The Weekly didn’t make Lynch’s career; neither did it break it. Happily, movie critics don’t have that kind of power, especially those who write in what is still, coyly, known as the “alternative press.” What the paper did do with Lynch, and what it has done for the past 20 years, is open up a discussion about movies with its readers, both those in the industry and, more importantly, those outside. “It is my business to conduct one end of a conversation, as an amateur critic among amateur critics,” James Agee wrote in his first review for The Nation, a line happily cited by Varney and Ventura in the Weekly some 40 years later. Agee was being disingenuous about being an amateur; it was an instance of reverse snobbery from a writer, a critic on his way to becoming a novelist, who was taking on a subject — the movies — that no less than W.H. Auden, in a letter to The Nation, insisted was “rather unimportant.”
I don’t think for a minute that either Varney or Ventura would have agreed with Auden; their work and their legacy stands as its own best proof. In insisting on the importance of film, its essentialness to our lives, they allowed every Weekly film writer who came afterward the freedom to be every bit as passionate, demanding and annoying as they were. I won’t pretend that sometimes that passion has been as careless and unwanted as a drunk’s kiss, but even at its worst the L.A. Weekly’s Film section has rarely been blood less. Rarely has it been indifferent, apathetic, unresponsive; not once in these 20 years, has the section been without an opinion.

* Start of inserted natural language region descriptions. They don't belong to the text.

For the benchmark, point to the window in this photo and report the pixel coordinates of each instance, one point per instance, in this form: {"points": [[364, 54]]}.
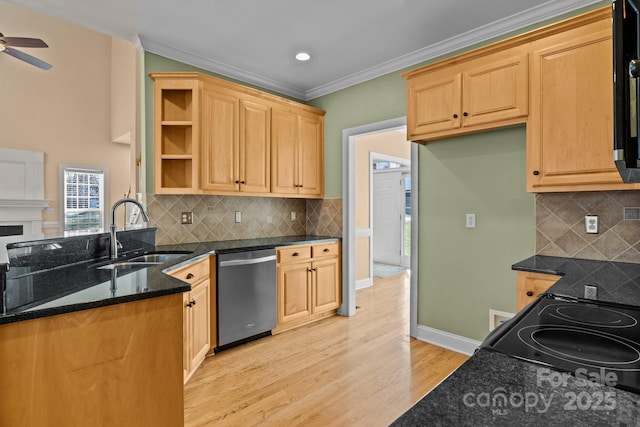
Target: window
{"points": [[83, 198]]}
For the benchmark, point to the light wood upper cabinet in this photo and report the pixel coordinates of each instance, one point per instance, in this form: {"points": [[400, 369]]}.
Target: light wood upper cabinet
{"points": [[460, 98], [255, 147], [219, 140], [570, 127], [297, 153], [235, 143], [176, 136], [309, 283], [433, 103], [217, 137], [557, 78]]}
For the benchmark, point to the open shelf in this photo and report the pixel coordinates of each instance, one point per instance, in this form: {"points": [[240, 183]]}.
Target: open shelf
{"points": [[176, 139], [176, 104], [177, 173]]}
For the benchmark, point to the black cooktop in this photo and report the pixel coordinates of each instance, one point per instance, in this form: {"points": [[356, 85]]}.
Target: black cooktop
{"points": [[589, 339]]}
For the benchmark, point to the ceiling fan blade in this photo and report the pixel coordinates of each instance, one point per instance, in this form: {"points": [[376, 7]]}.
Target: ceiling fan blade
{"points": [[24, 42], [27, 58]]}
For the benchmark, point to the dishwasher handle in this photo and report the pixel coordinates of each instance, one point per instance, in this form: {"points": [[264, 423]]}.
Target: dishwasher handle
{"points": [[235, 262]]}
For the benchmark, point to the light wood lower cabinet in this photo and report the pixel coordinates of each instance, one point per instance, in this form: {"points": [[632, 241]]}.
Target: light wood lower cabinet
{"points": [[309, 283], [213, 136], [117, 365], [530, 285], [198, 329]]}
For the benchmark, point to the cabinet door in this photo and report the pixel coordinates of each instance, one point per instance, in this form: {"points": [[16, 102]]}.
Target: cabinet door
{"points": [[294, 292], [434, 103], [220, 141], [570, 129], [255, 146], [311, 156], [284, 155], [495, 90], [199, 328], [530, 285], [326, 286], [186, 337]]}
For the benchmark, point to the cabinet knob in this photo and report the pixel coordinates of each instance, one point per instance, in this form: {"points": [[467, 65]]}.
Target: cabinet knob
{"points": [[634, 68]]}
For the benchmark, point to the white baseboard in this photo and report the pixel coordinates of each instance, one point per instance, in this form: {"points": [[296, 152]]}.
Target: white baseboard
{"points": [[447, 340], [364, 283]]}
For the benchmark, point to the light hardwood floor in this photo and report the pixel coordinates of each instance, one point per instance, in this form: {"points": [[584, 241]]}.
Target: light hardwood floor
{"points": [[363, 370]]}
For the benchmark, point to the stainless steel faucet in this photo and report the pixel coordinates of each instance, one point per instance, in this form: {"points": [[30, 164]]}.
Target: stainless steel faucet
{"points": [[113, 240]]}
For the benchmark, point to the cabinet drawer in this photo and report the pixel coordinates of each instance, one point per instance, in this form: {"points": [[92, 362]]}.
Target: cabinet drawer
{"points": [[192, 273], [324, 250], [294, 253]]}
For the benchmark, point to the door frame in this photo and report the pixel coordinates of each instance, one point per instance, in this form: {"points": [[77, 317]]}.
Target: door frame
{"points": [[348, 307], [406, 166]]}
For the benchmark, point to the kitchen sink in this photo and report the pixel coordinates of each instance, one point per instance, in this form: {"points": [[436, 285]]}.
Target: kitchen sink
{"points": [[142, 261], [158, 257], [127, 265]]}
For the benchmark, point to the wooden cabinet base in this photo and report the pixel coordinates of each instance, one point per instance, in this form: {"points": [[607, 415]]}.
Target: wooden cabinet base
{"points": [[304, 321], [119, 365]]}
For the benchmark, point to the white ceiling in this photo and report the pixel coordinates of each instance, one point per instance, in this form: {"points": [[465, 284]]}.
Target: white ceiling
{"points": [[350, 41]]}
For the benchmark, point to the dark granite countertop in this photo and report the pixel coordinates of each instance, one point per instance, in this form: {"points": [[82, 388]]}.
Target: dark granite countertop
{"points": [[472, 395], [491, 389], [83, 286], [617, 282]]}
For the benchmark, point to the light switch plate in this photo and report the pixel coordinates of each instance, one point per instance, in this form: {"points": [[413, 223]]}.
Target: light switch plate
{"points": [[186, 218], [591, 224], [471, 221]]}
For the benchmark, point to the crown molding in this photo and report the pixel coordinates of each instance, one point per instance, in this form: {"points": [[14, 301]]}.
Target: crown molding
{"points": [[209, 64], [476, 36], [501, 27]]}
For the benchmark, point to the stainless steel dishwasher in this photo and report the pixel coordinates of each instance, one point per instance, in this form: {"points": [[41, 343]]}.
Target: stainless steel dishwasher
{"points": [[246, 296]]}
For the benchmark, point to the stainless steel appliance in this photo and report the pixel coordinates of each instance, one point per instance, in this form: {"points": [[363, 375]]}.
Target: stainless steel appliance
{"points": [[581, 337], [626, 70], [246, 296]]}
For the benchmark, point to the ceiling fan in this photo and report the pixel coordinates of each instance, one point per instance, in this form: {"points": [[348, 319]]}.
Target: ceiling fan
{"points": [[7, 44]]}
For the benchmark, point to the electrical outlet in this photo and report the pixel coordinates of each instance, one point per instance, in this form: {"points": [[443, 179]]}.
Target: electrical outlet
{"points": [[591, 224], [187, 218], [471, 220]]}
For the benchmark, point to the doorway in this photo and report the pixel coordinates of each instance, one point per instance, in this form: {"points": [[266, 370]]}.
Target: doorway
{"points": [[350, 231], [390, 211]]}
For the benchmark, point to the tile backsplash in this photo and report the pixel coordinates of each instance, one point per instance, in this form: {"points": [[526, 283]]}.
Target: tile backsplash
{"points": [[560, 228], [214, 217]]}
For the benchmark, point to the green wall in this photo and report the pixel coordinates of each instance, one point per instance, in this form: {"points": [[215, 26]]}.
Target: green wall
{"points": [[465, 272]]}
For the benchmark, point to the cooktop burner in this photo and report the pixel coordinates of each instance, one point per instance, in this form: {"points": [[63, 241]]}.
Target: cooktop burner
{"points": [[570, 333]]}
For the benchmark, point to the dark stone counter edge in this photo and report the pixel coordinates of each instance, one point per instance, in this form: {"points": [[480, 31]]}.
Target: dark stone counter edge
{"points": [[52, 311], [199, 250]]}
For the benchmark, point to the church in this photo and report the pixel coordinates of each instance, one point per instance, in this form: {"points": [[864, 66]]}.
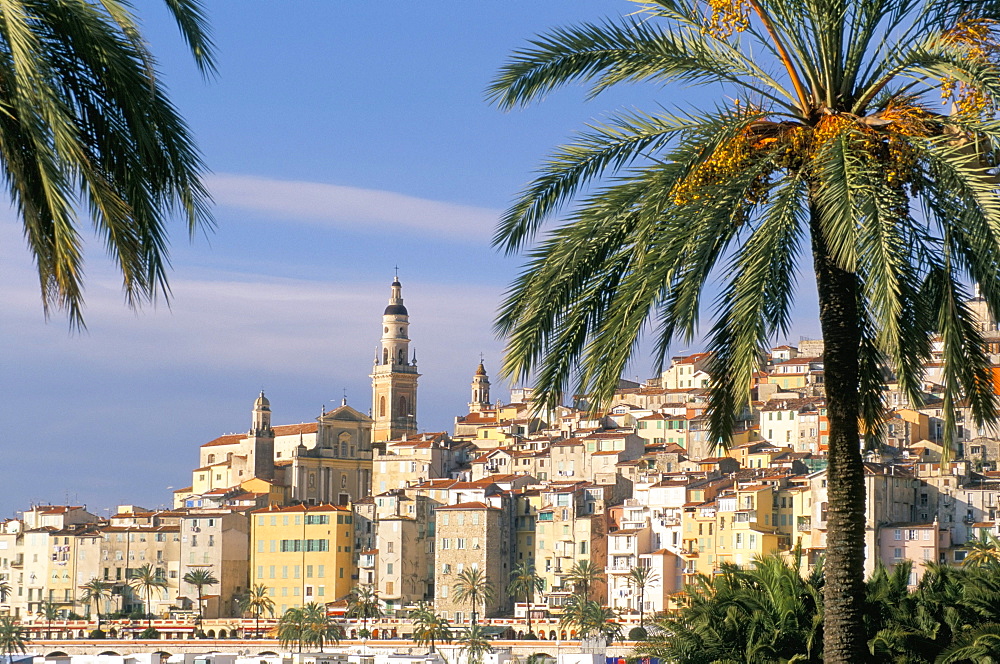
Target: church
{"points": [[326, 461]]}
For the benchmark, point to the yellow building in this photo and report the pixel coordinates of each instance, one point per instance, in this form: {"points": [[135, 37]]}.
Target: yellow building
{"points": [[302, 553]]}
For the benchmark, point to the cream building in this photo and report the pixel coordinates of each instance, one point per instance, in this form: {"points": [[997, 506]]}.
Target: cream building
{"points": [[326, 461]]}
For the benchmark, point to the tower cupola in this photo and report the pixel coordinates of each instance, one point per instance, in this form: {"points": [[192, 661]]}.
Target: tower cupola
{"points": [[260, 423]]}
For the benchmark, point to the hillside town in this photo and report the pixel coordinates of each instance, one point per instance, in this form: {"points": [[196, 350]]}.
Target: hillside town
{"points": [[366, 498]]}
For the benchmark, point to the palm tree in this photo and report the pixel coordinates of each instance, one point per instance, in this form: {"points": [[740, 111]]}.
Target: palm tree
{"points": [[475, 644], [428, 627], [983, 551], [94, 592], [146, 580], [87, 124], [473, 586], [257, 601], [525, 582], [766, 612], [51, 611], [291, 627], [831, 143], [584, 575], [317, 628], [590, 619], [13, 639], [199, 578], [363, 602], [641, 578]]}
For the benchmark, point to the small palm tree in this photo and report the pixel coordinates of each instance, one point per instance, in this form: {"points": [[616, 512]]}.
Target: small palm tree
{"points": [[474, 587], [584, 575], [590, 619], [13, 639], [291, 627], [146, 581], [96, 591], [428, 627], [257, 601], [317, 627], [641, 578], [199, 578], [525, 582], [475, 644], [51, 611], [363, 603]]}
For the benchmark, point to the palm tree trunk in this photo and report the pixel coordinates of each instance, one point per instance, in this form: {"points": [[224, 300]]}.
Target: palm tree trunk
{"points": [[843, 593], [642, 594], [527, 601]]}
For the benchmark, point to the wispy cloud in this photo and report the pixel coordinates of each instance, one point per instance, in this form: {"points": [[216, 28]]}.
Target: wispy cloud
{"points": [[348, 207]]}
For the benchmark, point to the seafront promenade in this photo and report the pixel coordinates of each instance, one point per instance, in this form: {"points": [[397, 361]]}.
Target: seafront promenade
{"points": [[231, 635], [519, 649]]}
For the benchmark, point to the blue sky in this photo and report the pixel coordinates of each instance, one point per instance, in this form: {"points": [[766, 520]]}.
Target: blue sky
{"points": [[344, 139]]}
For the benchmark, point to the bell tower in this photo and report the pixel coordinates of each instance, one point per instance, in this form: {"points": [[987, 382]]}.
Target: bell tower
{"points": [[394, 376], [480, 390], [261, 438]]}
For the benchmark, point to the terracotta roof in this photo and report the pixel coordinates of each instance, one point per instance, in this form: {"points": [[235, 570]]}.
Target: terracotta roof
{"points": [[230, 439], [475, 505], [303, 508]]}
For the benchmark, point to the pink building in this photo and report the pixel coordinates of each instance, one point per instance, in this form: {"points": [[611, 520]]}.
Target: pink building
{"points": [[919, 543]]}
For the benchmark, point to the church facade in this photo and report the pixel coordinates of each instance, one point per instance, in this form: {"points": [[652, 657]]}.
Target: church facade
{"points": [[328, 461]]}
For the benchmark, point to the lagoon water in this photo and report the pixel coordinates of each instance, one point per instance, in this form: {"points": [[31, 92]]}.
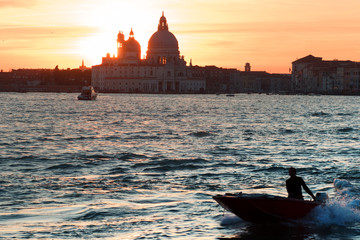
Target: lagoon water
{"points": [[146, 166]]}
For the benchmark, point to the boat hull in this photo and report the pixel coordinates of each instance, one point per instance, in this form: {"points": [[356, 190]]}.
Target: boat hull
{"points": [[265, 208]]}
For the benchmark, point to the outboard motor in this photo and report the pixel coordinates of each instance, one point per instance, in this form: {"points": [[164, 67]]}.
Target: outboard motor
{"points": [[321, 197]]}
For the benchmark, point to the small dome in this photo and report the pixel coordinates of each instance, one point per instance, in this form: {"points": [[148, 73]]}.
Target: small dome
{"points": [[163, 39], [132, 45]]}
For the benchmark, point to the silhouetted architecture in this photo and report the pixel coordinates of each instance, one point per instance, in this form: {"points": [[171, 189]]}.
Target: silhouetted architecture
{"points": [[44, 80], [313, 75], [163, 70]]}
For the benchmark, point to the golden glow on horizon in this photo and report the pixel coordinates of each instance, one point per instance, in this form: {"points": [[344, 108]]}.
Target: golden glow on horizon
{"points": [[269, 34]]}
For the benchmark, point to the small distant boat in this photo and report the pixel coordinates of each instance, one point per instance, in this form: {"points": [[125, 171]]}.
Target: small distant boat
{"points": [[259, 208], [87, 93]]}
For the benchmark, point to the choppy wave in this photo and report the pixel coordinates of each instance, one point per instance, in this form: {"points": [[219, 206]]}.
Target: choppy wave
{"points": [[145, 166]]}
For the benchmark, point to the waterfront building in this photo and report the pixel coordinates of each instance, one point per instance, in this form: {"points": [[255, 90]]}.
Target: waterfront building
{"points": [[162, 71], [314, 75]]}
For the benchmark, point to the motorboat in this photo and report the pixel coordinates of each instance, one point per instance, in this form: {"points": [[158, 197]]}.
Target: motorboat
{"points": [[259, 208], [87, 93]]}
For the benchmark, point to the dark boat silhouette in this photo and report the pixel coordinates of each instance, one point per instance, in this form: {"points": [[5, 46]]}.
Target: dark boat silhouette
{"points": [[87, 93], [259, 208]]}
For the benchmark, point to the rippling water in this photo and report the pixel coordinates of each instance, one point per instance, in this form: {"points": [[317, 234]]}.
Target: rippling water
{"points": [[146, 166]]}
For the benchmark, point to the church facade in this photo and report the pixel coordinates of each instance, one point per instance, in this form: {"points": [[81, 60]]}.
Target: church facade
{"points": [[162, 71]]}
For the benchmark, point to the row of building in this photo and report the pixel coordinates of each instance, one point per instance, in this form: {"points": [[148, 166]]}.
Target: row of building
{"points": [[164, 70]]}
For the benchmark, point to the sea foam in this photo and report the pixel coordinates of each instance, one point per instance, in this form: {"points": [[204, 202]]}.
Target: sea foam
{"points": [[342, 210]]}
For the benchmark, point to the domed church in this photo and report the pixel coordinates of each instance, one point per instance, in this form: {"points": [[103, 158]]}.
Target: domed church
{"points": [[162, 71]]}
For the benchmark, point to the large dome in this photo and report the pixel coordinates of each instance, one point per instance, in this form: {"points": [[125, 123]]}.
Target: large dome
{"points": [[163, 39]]}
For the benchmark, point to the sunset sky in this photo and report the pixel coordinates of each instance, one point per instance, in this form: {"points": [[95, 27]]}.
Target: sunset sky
{"points": [[269, 34]]}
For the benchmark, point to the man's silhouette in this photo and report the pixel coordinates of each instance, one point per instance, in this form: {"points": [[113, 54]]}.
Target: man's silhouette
{"points": [[293, 186]]}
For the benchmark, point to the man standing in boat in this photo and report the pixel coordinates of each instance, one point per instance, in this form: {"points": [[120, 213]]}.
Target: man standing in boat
{"points": [[294, 184]]}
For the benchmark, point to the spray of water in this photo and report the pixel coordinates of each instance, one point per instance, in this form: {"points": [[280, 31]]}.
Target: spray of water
{"points": [[343, 210]]}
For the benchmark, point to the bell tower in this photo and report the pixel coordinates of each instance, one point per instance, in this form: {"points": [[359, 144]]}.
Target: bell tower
{"points": [[120, 45], [163, 23]]}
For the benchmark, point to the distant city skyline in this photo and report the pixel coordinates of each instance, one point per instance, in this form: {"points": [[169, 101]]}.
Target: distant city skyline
{"points": [[270, 34]]}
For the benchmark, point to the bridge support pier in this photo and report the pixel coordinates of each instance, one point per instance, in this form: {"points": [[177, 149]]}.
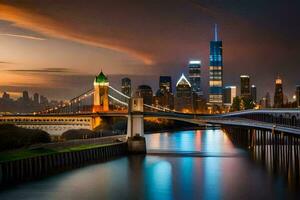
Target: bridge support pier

WRITER’S NOTE: The last four and a half years of the Weekly are missing from this account because that’s when I started working at the paper, and I’m not about to sing praises or place blame for this period. What I will do is take this space to thank the writers who’ve worked to create this section, in particular Hazel-Dawn Dumpert, F.X. Feeney, Ernest Hardy, Paul Malcolm, Ella Taylor, and my first editor, Elizabeth Pincus. It’s been a privilege to write alongside them; it’s been a greater privilege to know them.